A great advantage of the treatment by a gamified software for home-based training purposes is the level of stimulation of attention achieved, with the additional motivation of a scoring system in which the subjects can track his/her own evolution. Serious games have demonstrated better compliance than conventional therapies such as patching [
20,
21], but they are not exempt of limitations in terms of age (small children) and loss of interest [
21,
22,
23] depending on the game. Additionally, the recording of the game parameters and subjects’ responses provides an additional control over compliance that now can be totally monitored by the online platforms. In the present study, subjects were instructed to play 30 min of game per day, 5 days a week for 6 weeks. Thus, the total training duration was 15 h. This time was less than the treatment durations from other protocols, but it was enough to produce changes on the visual function as suggested by the present results and those obtained previously with the same digital platform [
12,
13]. Compared with other studies in which compliance was evaluated with patching [
20,
21,
23,
24], our results showed greater compliance, with values over 85%. In any case, it should be considered that the sample was comprised of subjects treated in the past with residual amblyopia, and therefore the motivation of subjects for finding something to improve was very high. It is important to note that this home-based dichoptic training was supervised online by a visual specialist, which additionally performed control visits every two weeks with the purpose of adapting the games to the evolution in subject clinical characteristics, but also to maintain the motivation and a closer follow-up of the subjects. This could also provoke the higher levels of compliance recorded compared with other protocols. In any case, it should be considered that patient engagement with therapy may be related to many factors, such as the level of intuitiveness of the game, if it is fun, the level of adaptation of the game to the preferences of the children which are age related, the level of interaction required by the game, or even the children’s emotional status [
25]. In this study, all these factors could not be monitored and some of them may have contributed to the high compliance found.

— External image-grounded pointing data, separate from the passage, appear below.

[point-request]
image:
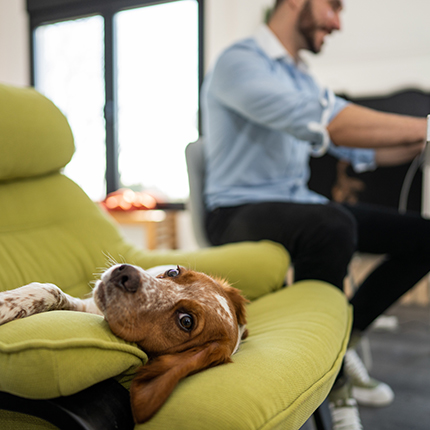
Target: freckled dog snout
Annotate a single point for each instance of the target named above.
(126, 277)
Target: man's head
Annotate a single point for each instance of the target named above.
(304, 24)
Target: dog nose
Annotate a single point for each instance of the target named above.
(126, 277)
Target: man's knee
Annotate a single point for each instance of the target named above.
(338, 227)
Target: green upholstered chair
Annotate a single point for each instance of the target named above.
(67, 370)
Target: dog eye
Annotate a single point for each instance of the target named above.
(186, 322)
(173, 273)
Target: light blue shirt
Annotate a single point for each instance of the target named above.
(263, 117)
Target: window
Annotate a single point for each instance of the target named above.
(126, 74)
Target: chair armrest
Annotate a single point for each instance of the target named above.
(103, 406)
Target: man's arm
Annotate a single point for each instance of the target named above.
(362, 127)
(395, 155)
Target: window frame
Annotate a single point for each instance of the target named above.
(43, 12)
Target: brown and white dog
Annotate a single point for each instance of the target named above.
(184, 320)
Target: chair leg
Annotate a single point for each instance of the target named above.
(322, 417)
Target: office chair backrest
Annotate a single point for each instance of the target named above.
(194, 155)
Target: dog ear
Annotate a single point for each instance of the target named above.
(239, 303)
(156, 380)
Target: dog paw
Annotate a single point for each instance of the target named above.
(28, 300)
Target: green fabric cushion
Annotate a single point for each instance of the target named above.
(50, 231)
(35, 136)
(281, 373)
(61, 353)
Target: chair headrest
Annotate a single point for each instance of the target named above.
(35, 137)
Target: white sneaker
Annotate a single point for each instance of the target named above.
(366, 390)
(344, 410)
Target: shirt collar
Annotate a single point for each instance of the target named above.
(273, 48)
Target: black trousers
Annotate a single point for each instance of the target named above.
(321, 240)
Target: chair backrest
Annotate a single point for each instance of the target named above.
(194, 154)
(50, 230)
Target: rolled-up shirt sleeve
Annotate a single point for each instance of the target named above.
(247, 84)
(362, 160)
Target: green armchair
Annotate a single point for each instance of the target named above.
(67, 370)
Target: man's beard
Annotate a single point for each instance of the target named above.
(307, 27)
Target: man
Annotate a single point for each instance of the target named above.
(263, 117)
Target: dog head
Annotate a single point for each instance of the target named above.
(184, 320)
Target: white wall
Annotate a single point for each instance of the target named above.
(14, 44)
(384, 46)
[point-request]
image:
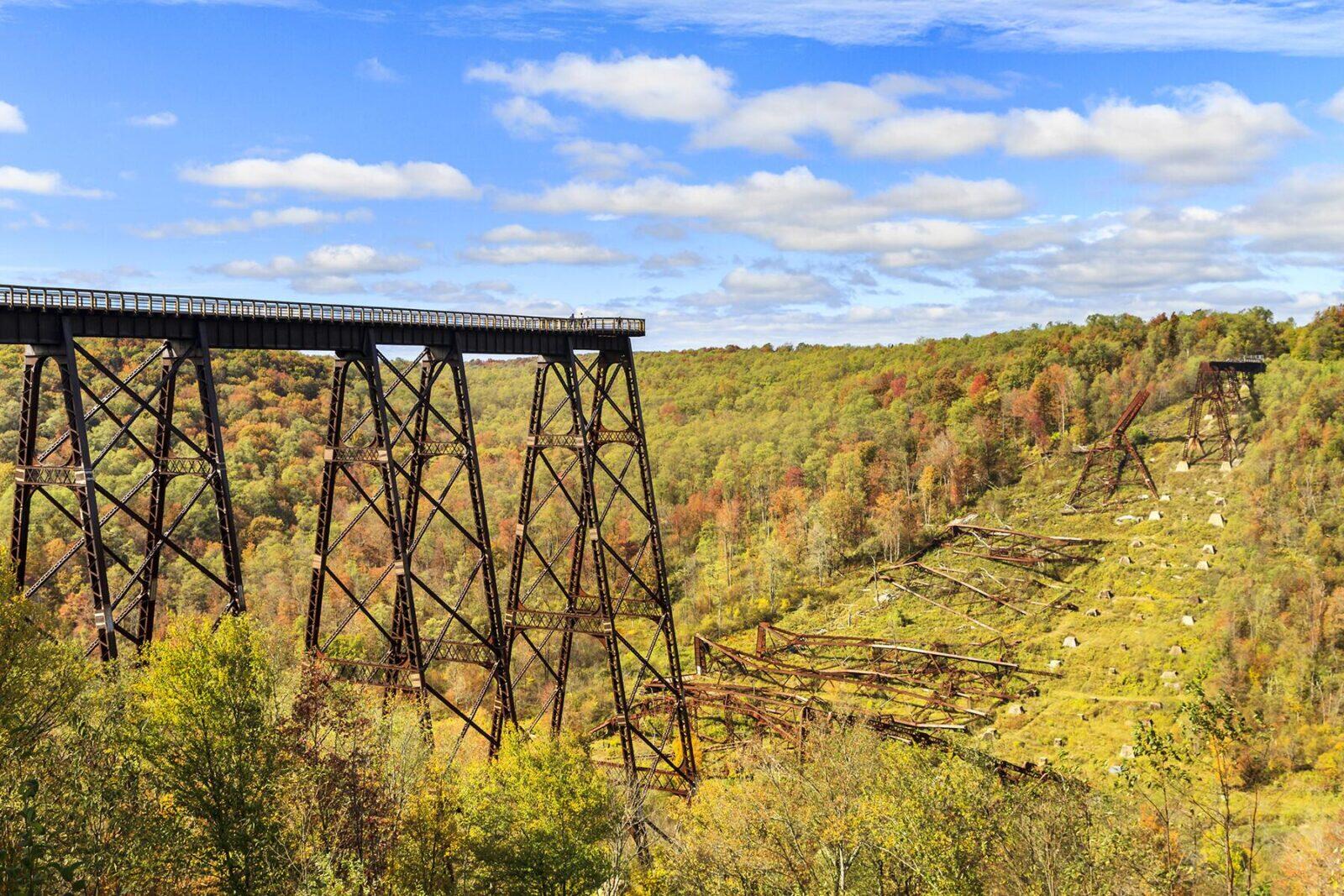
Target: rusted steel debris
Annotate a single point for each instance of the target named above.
(974, 595)
(796, 683)
(1218, 385)
(1109, 458)
(1016, 547)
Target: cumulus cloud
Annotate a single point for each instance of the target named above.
(764, 289)
(320, 174)
(460, 296)
(1211, 134)
(774, 120)
(11, 120)
(155, 120)
(683, 89)
(327, 269)
(373, 69)
(1334, 107)
(608, 160)
(1301, 215)
(953, 196)
(674, 265)
(1214, 134)
(1243, 26)
(42, 183)
(528, 118)
(261, 219)
(1139, 251)
(519, 244)
(799, 211)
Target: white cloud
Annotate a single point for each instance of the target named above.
(1303, 214)
(1213, 134)
(748, 286)
(11, 120)
(261, 219)
(320, 174)
(327, 269)
(461, 296)
(1243, 26)
(528, 118)
(772, 121)
(1140, 251)
(932, 134)
(42, 183)
(1335, 107)
(102, 278)
(900, 83)
(969, 199)
(374, 70)
(519, 244)
(680, 89)
(608, 160)
(155, 120)
(671, 265)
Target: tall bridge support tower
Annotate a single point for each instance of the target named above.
(403, 590)
(124, 531)
(409, 469)
(588, 560)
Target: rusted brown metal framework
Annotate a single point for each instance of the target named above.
(417, 607)
(412, 621)
(1218, 391)
(1108, 459)
(588, 560)
(123, 532)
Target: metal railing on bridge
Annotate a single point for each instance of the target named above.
(101, 300)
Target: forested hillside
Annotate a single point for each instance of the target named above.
(785, 476)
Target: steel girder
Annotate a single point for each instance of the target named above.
(127, 425)
(1108, 459)
(588, 560)
(410, 605)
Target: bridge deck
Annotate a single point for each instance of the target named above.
(38, 315)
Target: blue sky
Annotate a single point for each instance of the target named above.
(752, 172)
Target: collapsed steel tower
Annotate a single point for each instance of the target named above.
(1109, 458)
(1218, 392)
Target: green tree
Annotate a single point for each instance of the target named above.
(210, 741)
(539, 820)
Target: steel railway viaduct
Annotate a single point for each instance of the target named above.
(121, 457)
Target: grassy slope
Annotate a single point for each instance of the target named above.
(1088, 707)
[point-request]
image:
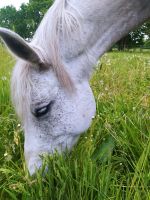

Main limitations of the current study are the lack of measurements of contrast sensitivity to investigate further the impact on the visual function, the lack of measurements of patient-reported outcomes by means of validated questionnaires to confirm the impact perceived by the patient of the treatment, the lack of ongoing follow-up after completing 6 weeks of treatment to ensure that visual gains are stable in a longer term, and not including a control group for comparison. Future comparative studies should be performed with patients treated with patching and patients treated with other dichoptic or visual training validated procedures.